What Is Paperless-ngx?
Paperless-ngx is an open-source document management system. You feed it documents, either by dropping files into a folder, uploading through its web interface, emailing them to a configured inbox, or using a mobile app, and it does the following automatically:
The original Paperless project was written by Daniel Quinn and is no longer maintained. Paperless-ng was an improved fork that also became unmaintained. Paperless-ngx is the current actively maintained successor, supported by a community team. Always install Paperless-ngx. The other two should not be used for new installations.
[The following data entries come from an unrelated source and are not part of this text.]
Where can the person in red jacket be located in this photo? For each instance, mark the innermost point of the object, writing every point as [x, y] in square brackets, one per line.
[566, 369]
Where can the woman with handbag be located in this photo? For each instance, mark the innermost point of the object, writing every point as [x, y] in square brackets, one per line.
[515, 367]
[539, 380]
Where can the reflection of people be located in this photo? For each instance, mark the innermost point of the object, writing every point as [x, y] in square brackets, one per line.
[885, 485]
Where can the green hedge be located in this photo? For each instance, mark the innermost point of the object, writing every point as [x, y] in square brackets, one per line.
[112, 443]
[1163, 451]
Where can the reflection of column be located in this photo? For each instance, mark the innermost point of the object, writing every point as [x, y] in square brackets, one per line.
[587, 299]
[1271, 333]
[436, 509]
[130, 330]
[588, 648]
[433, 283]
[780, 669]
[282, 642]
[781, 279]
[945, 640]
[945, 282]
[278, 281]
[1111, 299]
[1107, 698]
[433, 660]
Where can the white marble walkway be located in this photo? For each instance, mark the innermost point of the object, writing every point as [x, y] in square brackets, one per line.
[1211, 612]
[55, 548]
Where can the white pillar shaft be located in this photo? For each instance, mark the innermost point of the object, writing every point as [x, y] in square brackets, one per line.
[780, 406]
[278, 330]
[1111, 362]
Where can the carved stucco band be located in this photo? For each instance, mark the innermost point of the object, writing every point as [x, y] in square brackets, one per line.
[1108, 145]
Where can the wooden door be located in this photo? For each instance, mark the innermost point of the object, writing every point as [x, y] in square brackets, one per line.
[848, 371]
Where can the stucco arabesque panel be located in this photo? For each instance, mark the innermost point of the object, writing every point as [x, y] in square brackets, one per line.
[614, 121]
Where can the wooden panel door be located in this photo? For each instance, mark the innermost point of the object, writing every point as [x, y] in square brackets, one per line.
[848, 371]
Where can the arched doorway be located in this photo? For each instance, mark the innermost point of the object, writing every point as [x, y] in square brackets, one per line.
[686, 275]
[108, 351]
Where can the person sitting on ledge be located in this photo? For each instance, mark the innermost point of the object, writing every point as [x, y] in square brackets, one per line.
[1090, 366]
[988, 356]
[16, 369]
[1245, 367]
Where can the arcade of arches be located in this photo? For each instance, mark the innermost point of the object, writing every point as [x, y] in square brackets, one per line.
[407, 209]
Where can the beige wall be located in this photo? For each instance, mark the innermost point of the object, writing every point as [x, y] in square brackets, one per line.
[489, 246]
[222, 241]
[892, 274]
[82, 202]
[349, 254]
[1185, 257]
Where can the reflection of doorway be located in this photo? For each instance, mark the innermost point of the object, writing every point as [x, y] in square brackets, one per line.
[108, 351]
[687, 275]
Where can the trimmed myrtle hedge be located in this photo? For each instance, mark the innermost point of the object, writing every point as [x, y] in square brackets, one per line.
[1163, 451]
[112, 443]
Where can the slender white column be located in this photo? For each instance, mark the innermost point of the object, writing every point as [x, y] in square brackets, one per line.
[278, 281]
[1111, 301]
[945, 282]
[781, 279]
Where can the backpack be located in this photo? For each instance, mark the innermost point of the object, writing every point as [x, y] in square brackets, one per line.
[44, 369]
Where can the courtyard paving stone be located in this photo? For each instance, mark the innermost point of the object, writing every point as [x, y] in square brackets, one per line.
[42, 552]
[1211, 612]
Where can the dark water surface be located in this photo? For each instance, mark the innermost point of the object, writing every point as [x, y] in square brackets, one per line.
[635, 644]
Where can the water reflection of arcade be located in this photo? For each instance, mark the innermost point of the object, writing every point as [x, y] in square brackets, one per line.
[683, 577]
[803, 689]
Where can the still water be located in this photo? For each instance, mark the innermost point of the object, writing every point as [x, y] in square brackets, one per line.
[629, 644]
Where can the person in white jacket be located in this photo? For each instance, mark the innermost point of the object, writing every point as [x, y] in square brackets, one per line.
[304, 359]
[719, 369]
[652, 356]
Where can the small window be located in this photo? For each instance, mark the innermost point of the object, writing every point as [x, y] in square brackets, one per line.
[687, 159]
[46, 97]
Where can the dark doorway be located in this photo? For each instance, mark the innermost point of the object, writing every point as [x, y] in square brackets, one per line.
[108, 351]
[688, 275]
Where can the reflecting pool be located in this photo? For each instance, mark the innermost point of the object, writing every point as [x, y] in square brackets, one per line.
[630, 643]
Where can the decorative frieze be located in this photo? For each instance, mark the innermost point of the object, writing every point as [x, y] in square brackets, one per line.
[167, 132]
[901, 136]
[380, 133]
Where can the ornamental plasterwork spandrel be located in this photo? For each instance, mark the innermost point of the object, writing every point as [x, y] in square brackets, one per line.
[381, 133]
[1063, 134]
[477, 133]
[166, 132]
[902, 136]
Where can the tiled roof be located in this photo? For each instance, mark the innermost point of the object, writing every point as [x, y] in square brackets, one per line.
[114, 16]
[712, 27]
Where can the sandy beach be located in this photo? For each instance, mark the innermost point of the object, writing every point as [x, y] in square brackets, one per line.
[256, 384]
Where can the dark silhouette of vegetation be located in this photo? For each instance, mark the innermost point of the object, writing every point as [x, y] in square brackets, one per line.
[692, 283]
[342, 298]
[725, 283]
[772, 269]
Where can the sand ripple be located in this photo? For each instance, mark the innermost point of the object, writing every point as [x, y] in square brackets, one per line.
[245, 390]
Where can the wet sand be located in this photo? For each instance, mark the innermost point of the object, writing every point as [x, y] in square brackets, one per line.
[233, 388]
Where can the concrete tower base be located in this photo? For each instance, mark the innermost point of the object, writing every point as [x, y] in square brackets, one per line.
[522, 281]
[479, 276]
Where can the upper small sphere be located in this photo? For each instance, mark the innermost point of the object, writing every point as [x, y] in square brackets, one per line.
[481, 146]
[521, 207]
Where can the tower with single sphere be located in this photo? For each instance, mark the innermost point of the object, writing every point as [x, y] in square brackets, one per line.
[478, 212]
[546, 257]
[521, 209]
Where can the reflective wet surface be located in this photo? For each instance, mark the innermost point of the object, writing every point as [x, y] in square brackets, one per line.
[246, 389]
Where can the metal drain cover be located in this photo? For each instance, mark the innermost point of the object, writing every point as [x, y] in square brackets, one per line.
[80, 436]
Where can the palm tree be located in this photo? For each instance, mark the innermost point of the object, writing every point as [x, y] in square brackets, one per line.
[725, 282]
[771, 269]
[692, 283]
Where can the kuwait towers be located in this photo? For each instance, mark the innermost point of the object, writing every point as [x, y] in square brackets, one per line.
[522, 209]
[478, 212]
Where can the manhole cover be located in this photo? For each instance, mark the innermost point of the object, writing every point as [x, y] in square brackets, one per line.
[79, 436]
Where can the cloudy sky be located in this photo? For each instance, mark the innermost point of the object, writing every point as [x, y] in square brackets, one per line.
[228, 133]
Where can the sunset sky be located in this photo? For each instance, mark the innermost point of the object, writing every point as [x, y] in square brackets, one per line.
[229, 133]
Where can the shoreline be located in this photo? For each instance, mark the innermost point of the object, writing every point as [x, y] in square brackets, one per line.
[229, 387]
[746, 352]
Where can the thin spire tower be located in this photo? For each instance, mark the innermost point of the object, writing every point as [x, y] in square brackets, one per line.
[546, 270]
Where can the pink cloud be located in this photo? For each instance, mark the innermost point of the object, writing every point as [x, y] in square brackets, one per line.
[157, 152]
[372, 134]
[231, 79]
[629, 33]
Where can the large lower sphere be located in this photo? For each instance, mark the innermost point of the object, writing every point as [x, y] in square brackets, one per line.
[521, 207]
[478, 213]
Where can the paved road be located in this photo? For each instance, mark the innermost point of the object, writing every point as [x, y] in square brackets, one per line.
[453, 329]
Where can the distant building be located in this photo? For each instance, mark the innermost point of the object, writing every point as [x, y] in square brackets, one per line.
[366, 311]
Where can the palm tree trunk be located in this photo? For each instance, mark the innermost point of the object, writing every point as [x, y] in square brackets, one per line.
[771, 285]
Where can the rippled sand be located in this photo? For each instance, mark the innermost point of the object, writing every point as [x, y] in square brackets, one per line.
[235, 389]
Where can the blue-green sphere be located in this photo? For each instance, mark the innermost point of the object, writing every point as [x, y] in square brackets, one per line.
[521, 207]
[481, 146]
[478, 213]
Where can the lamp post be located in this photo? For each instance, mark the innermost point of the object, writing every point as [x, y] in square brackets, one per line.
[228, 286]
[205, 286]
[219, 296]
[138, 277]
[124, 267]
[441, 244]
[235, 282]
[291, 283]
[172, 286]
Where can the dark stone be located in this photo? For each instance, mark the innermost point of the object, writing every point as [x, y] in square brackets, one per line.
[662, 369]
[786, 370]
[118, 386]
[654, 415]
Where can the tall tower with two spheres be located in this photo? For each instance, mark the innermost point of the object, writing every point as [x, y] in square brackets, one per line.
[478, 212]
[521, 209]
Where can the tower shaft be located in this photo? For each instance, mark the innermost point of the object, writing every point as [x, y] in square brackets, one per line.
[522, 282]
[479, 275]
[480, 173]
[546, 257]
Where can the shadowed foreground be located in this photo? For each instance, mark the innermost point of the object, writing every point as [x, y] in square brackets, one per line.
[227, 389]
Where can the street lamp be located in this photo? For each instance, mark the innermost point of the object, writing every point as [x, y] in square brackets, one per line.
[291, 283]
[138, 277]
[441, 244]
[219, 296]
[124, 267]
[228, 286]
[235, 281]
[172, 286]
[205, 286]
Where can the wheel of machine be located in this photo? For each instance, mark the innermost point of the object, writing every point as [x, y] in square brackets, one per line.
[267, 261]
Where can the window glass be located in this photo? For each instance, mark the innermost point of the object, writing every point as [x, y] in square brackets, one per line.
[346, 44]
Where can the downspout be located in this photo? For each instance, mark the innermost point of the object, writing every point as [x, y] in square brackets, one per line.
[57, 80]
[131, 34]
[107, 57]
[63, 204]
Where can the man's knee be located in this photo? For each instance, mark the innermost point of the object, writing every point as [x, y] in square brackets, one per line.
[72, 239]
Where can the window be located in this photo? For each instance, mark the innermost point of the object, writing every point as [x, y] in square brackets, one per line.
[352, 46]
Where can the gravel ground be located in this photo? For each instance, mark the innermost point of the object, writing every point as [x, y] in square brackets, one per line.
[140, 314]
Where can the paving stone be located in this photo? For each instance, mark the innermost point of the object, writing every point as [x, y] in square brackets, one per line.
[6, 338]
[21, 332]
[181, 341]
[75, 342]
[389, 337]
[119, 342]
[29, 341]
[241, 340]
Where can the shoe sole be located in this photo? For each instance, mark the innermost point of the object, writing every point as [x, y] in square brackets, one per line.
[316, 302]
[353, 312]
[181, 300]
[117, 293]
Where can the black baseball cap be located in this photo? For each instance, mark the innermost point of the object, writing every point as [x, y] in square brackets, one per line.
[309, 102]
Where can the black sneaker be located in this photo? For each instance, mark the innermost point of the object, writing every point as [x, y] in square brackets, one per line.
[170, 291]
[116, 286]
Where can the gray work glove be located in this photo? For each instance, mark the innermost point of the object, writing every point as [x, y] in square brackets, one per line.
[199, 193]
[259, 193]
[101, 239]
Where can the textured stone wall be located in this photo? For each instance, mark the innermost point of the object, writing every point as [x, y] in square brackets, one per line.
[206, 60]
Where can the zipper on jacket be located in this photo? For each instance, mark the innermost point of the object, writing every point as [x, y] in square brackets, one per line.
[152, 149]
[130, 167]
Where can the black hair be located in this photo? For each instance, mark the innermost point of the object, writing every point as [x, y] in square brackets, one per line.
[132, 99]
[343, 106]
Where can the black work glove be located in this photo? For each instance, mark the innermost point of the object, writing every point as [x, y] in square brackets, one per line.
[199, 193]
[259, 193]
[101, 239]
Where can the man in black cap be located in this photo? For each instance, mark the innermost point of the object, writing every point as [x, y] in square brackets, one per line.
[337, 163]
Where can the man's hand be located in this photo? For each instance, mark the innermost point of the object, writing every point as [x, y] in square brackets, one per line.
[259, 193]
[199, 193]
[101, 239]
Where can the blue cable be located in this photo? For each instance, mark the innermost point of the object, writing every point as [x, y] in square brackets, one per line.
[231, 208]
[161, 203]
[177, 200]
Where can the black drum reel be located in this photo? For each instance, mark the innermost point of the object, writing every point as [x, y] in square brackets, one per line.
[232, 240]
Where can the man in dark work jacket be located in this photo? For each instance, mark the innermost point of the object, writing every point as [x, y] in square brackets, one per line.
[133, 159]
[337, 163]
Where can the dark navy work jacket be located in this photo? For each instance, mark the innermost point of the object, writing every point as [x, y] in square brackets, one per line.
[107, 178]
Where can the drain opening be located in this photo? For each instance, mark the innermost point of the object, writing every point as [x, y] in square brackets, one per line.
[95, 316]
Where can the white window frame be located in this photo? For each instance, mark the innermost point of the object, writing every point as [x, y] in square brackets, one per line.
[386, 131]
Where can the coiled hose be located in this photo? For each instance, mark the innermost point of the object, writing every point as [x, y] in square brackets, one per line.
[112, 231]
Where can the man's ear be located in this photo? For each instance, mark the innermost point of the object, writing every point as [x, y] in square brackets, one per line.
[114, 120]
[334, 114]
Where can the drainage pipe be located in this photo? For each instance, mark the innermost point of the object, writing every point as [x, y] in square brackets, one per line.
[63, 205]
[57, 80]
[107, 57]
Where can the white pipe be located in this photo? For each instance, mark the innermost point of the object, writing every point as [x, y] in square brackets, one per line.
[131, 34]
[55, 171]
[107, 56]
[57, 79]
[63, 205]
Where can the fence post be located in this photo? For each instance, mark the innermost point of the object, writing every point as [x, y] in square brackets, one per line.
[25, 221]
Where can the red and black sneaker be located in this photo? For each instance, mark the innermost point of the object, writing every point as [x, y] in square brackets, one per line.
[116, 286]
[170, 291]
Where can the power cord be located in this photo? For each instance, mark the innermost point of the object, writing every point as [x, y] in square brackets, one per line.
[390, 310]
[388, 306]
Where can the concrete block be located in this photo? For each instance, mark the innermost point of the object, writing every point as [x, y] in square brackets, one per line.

What Gets Installed: The Four Containers
Paperless-ngx uses a multi-container setup. Understanding what each container does makes troubleshooting and configuration much easier.
| Container | Image | Purpose |
|---|---|---|
| webserver | ghcr.io/paperless-ngx/paperless-ngx:latest |
The main application: web UI, API, document consumer, OCR worker, and task scheduler. Everything you interact with. |
| broker | docker.io/library/redis:8 |
Message broker (Redis). Coordinates background task queues: OCR jobs, email checks, index updates, classifier training. Required. Without it, nothing works in the background. |
| db | docker.io/library/postgres:18 |
PostgreSQL database that stores document metadata, tags, correspondents, and the search index. The actual document files are stored on disk, not in the database. |
| gotenberg | docker.io/gotenberg/gotenberg:8.25 |
Document conversion service. Converts Office documents (Word, Excel, PowerPoint, LibreOffice formats) and emails to PDF so Paperless can process them. Without this container, only PDF and image files are supported. |
| tika | docker.io/apache/tika:latest |
Content analysis and metadata extraction from Office documents and emails. Works alongside Gotenberg. Also optional but required for Office file support. |
The minimal setup (webserver + broker + db) handles PDFs and images. Adding Gotenberg and Tika enables Office documents and emails. This guide uses the full stack.
Prerequisites
You need a Linux server with Docker and Docker Compose installed. This guide uses Ubuntu 22.04 or 24.04, but the same steps work on Debian, Raspberry Pi OS, and any other Debian-based distribution. Paperless-ngx supports amd64, arm, and arm64 hardware.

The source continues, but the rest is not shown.